До рождения Камфет Хонор относилась к креслам-качалкам с подозрением. Она сама не любила сидеть без дела, и кресла-качалки всегда представлялись ей вопиющим провозглашением праздности. Ее беспокоило и раздражало, если рядом с ней кто-нибудь качался в кресле — чужой ритм сбивал ее с мыслей. Американцы в отличие от англичан без стеснения делают, что хотят, совершенно не думая об окружающих, нравится это им или нет. Гордятся своим независимым «я» и выставляют его напоказ при всяком удобном и неудобном случае.

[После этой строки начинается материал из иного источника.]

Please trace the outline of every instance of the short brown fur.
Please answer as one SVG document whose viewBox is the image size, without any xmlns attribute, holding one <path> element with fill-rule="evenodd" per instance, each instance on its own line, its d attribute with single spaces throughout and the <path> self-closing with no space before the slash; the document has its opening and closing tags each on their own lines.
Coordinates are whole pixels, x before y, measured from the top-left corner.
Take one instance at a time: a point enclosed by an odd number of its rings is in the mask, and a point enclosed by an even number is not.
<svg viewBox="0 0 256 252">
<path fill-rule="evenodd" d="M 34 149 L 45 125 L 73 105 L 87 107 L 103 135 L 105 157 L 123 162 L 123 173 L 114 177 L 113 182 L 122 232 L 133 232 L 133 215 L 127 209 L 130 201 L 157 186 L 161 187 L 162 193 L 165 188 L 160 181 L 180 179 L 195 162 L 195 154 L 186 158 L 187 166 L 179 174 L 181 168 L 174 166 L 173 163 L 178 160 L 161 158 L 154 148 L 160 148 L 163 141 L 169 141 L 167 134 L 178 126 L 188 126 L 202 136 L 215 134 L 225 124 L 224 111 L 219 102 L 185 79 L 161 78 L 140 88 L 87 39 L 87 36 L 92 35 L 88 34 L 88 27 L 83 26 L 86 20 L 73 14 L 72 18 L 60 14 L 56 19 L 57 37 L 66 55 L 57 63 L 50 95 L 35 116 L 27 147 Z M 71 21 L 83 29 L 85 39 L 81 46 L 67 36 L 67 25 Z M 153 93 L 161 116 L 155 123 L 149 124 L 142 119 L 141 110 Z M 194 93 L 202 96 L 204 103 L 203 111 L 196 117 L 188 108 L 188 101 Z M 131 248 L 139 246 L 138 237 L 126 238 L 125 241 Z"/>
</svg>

Когда Хонор бывала в гостях у других семей из Фейсуэлла, то всегда садилась на стулья с прямыми спинками. Говорила, что так ей удобнее шить (она всегда брала с собой шитье). Но, если по правде, ей не хотелось качаться в кресле в присутствии посторонних и навязывать им свой внутренний ритм. Однако когда родилась Камфет, Хонор открыла для себя, как хорошо и удобно укачивать в кресле-качалке ребенка. Она часто сидела в качалке у печки в магазине Белл, тихонько раскачивалась и баюкала дочь на руках. Покупательницы улыбались и кивали ей. И никто из них не проявлял недовольства.
Вероятно, подумала Хонор, это не американцы так носятся с собственным «я». Это мы, англичане, слишком критично относимся к окружающим.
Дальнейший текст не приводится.